Dopo aver edulcorato, i mass media hanno iniziato a definire legittime azioni per ‘riportare la pace’ o ‘ristabilire il diritto’, quali la distruzione delle infrastrutture civili che, al contrario, dovrebbero essere considerate atti terroristici. Se l’apice si pensava fosse stato raggiunto con la distruzione dei gasdotti Nord Stream o il tentativo di distruzione del ponte di Crimea, lo sversamento israeliano di cemento nei pozzi d’acqua palestinesi va persino oltre.
Nel frattempo, abbiamo assistito (continuando a pagare l’abbonamento alla Rai e magari comprando i blasonati quotidiani nostrani) a una pindarica deformazione della realtà oggettiva, operata grazie a un uso ‘creativo’ dell’aggettivazione. Le bombe, diventando esseri senzienti, hanno potuto essere definite ‘intelligenti’ così come un virus corona si è antropomorfizzato in ‘nemico pubblico’ (lo immaginiamo un po’ alla Johnny Depp nei panni di John Dillinger…), mentre il coprifuoco ha guadagnato l’appeal del rintanarsi in casa per rimpinzarsi di spazzatura televisiva e take-away consegnato a domicilio da rider immuni al contagio.
E infine, in questo dis-amore ai tempi del colera, abbiamo visto come sia facile finire desaparecido. Zelensky, ad esempio, da paladino dell’Occidente delle ‘regole’ (che nessuno ha mai scritto o chiesto alle popolazioni di sottoscrivere), onnipresente in ogni telegiornale, programma di approfondimento o perfino contest canoro, si è trasformato in elemento folkloristico in t-shirt militare. Ma il meglio si è raggiunto con l’azzeramento della memoria collettiva, quasi che il potere abbia la capacità di resettare le nostre menti come si fa con un computer che si impalla, lasciando come nulla fosse l’Afghanistan in mano talebana – dopo aver fatto guerra al popolo afghano per vent’anni per ‘liberarlo’ dai talebani. E nessuno ha chiesto conto alla politica dei miliardi gettati al vento, delle migliaia di morti civili e militari, dello scopo della cosiddetta ‘guerra al terrore’ e, soprattutto, quale fosse la colpa che dovevano espiare gli afghani.

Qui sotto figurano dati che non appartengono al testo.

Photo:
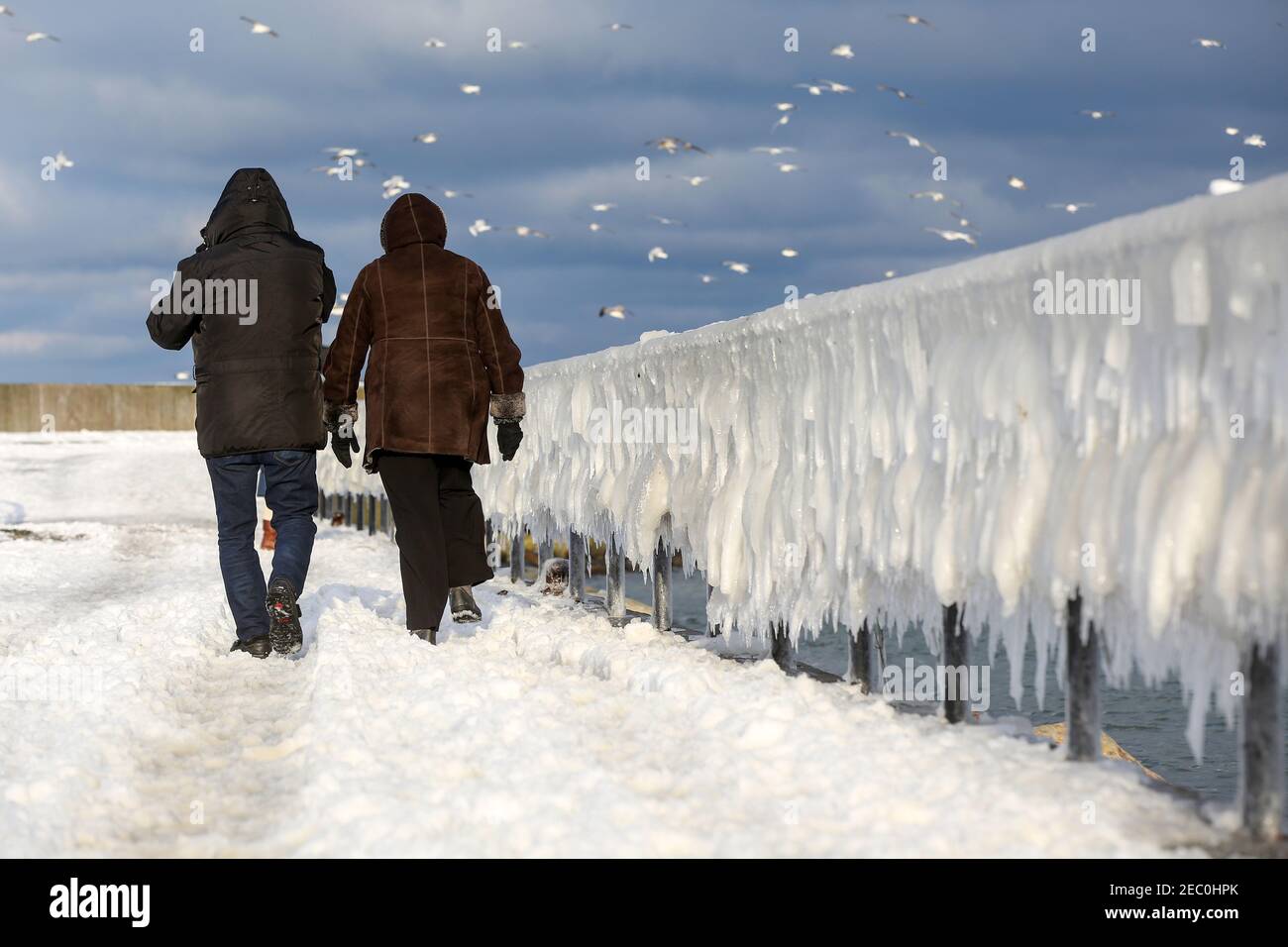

Leggiamo l’installazione artistica
Tutto quanto scritto è già noto ma è stato utile tornarvi su per comprendere da quali posizioni critiche partiamo per analizzare quest’installazione, esposta a Modena.
La prima domanda che ci poniamo, quella capitale è: un bambino palestinese come potrebbe considerarla? Questa dovrebbe essere la nostra preoccupazione di critici e società civile, del Comune e dell’artista.
E allora leggiamo l’allegoria, ossia l’insieme di metafore celate o rivelate dall’opera. Babbo Natale, personaggio fortemente legato alla tradizione anglosassone e, in particolare, Yankee, reca una bandiera bianca, ma con la scritta Peace (opportunamente in inglese?) in nero (colore che rimanda alla morte), su un carro armato con bandiera israeliana. I bambini palestinesi, quindi, possono aspettarsi come ‘dono’ dagli statunitensi la ‘pace armata israeliana’?
Forse l’intento era diverso, anzi non lo dubitiamo, ma il risultato ben si inserisce in quella continua mistificazione della realtà a cui ci hanno assuefatto politici e mass media. E soprattutto a quello stupro linguistico che ha violato la parola Pace macchiandola dei più atroci crimini di guerra commessi dalle nostre democrazie occidentali, solo per riaffermare e consolidare l’egemonia statunitense e dei suoi ubbidienti vassalli.